Hey just wanted to say thanks for all the replies. Steve, maybe I came off the wrong way. I didnt mean that I felt because of a certain feature I automatically am assuming it is more safe than another firearm. I suppose what I meant was with the limited time I've had with pistols I got comfortable and most familiar with the workings of the 92fs. But being some what new to this my goal here was to maybe broaden my knowledge and experience since I've only fired a limited number of handguns. I know I might spark some major debate here but I do see a lot of people suggest glock. Personally I really dont know how I feel about it yet since I only fired it years ago one time. Ascetically I personally dont think its nice but I hear so many who swear by it so I do want to give it a fair shake. Does the split trigger feel different in the left hand? When I fired it years ago I was so new I dont remember myself.

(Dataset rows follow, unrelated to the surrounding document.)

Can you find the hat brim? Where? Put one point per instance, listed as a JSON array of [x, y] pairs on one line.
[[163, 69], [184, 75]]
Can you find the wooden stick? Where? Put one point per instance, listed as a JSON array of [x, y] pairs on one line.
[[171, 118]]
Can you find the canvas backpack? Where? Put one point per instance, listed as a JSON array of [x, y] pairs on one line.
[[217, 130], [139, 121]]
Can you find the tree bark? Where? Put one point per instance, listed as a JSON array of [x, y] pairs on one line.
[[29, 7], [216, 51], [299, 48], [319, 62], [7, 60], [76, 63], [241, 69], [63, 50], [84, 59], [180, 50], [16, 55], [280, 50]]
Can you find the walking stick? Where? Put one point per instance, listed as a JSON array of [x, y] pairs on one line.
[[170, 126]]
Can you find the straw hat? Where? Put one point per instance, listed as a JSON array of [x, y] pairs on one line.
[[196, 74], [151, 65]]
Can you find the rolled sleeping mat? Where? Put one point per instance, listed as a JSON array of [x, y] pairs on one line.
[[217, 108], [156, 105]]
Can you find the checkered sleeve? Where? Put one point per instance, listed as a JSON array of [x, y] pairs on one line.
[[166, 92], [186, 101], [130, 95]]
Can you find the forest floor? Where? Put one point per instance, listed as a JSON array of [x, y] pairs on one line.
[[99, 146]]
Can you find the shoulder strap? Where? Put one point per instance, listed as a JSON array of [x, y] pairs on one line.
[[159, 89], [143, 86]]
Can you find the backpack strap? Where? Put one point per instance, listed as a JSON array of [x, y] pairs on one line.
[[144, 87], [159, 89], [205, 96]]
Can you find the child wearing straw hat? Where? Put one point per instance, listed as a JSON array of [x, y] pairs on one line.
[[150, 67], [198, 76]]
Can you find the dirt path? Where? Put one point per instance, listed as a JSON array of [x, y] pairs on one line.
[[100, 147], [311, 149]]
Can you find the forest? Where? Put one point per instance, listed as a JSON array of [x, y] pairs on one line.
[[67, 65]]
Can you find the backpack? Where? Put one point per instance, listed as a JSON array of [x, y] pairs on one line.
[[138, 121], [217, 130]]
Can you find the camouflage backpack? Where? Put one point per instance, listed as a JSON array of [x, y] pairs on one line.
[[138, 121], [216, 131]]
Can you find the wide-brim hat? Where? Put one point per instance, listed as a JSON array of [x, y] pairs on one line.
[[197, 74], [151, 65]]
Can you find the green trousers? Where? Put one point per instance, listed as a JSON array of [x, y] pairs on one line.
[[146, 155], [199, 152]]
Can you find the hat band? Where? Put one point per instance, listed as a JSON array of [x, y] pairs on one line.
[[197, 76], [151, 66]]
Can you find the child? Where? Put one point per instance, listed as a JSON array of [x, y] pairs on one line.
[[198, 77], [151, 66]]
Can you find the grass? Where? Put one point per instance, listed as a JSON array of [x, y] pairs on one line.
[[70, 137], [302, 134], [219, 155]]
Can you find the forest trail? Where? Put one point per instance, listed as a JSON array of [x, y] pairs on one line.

Moman I'm in Suffolk county but before I lived in the city limits where I need a permit for my shotgun and rifles... Took like 5 months to get and the pistol permit I heard was even tougher to get. So I was content shooting trap in Staten Island lol who knew you could fire shotguns in one of the five boroughs outdoors.


----------



## Steve M1911A1 (Feb 6, 2008)

And I'm from Nassau County...70 years ago.

I believe that there's a practical-shooting or defensive-shooting association with a range out in the Hamptons, or somewhere just west of there.
At least, there was about 10 years ago.
Maybe it's still there.

It'd be a source of guidance.


----------



## Skeletonbob (Sep 13, 2017)

My thing is don't be cheap. My something mid range or better that you actually want because let's be honest here, you're going to keep it most likely forever.


----------